Let’s break away from Breaking News Just In and Exclusive. Meaningless. Calm down, be reflective, unruffled even by momentous events. Sift through the chaos and bring a sense of logic and linearity so viewers understand what is happening and why. Remember, you’re in the newsroom, not the panic room.
The problem for entertainment is generic rather than particular. The daily soap has no idea how to break free of the K stranglehold. In 2000, when Kyunki, Kahani and Kasauti went on air with the Hindu undivided family, the K serial built its popularity on the core foundation of Indian cultural coding, ergo, Mahabharata, Ramayana… This was very different from the serials of the nineties — Saans was about marriage, infidelity, Zee’s Amanat about a widower and his daughters.
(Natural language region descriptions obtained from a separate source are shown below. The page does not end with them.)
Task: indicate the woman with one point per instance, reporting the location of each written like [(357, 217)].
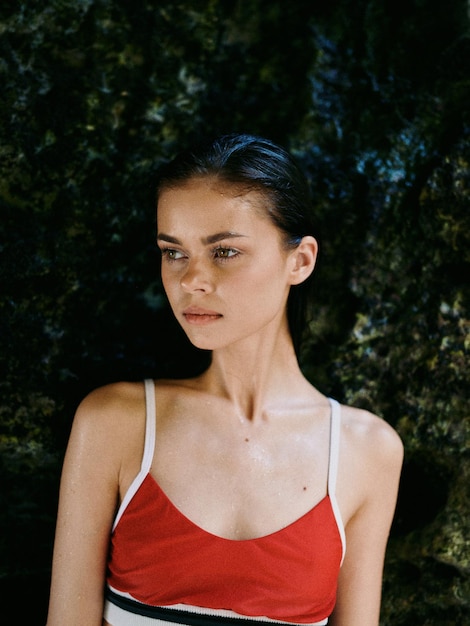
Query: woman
[(243, 493)]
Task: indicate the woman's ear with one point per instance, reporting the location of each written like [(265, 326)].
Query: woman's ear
[(303, 259)]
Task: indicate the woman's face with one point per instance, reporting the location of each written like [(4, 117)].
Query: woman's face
[(225, 270)]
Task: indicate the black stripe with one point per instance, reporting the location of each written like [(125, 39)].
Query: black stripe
[(178, 616)]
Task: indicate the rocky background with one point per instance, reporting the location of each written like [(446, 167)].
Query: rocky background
[(373, 98)]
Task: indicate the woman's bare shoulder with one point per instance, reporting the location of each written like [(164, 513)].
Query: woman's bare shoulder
[(371, 437), (111, 405)]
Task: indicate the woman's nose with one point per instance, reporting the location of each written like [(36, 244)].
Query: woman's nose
[(196, 277)]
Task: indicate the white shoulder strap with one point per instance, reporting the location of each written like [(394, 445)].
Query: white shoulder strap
[(150, 426), (335, 427), (149, 446), (335, 432)]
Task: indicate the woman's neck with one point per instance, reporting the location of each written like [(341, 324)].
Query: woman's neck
[(256, 376)]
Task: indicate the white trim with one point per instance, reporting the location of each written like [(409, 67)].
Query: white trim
[(335, 431), (117, 616), (149, 447)]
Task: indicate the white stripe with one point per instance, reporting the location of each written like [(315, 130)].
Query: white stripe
[(120, 617), (335, 426), (149, 446)]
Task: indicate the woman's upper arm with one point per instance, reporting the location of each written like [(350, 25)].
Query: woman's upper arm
[(367, 531), (87, 503)]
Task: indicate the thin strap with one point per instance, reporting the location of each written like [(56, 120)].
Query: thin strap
[(150, 426), (149, 446), (335, 431), (335, 425)]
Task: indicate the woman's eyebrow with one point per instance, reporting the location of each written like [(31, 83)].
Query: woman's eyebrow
[(210, 239)]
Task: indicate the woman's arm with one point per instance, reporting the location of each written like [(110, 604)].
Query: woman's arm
[(376, 466), (88, 498)]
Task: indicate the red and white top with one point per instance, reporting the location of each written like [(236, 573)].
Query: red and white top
[(158, 557)]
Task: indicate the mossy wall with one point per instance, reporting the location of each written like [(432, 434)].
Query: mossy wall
[(373, 99)]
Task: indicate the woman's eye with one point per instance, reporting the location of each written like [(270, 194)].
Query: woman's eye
[(172, 255), (225, 253)]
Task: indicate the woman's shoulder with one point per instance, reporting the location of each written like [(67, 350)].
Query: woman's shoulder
[(371, 437), (111, 399)]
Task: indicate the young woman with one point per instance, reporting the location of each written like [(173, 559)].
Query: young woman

Since 2000, urban India has changed. It’s younger and young people don’t care about the joint family of the K serials. They’re part of nuclear two income families, with small or teenage children coping with urban minefields; they have an agenda that is apposite to those of our saas-bahus whose primary concern remains, yes, marriage. The days of K serials if not over, are numbered. Start counting.
TV entertainment channels do not cater to the me-gen-Next which is already diverted by other recreational activities — from sms to computers and internet, from DVDs, to ipods and of course, the mall crawl. The four or five day daily 23-minute soap fix has two handicaps for such an audience: soaps demand a faithful following which most viewers don’t have time for. They are repetitive, monotonous and offer little variety to an audience that is thirsting for new experiences.
Such an audience wants series with contemporary themes, dramas or comedies and at least one 50-minute episodic series (24, Boston Legal, CSI, Desperate Housewives, OC, Grey’s Anatomy, whatever) each night. Combine them with aspirational talent/reality programmes, chat shows (hey, where’s our Oprah?), and chances of a TV revival are far greater.
However, no one seems to be interested. The new entertainment channel, 9x, has gone middle class but thematically changed little. NDTV Imagine we have to wait and see, but the promos don’t offer much hope of change. There is a glimmer of something in serials like Sony’s new police drama,Tujhko Hai Salaam, and Star One’s serial on the air force, Chhoona Hai Aasmaan, or Sab’s Jersey No. 10. But these are the exceptions, not the trend.
Meanwhile, film has gone experimental and reaped rich rewards. Unless TV does the same it will become an urban myth rather than a diary of the times.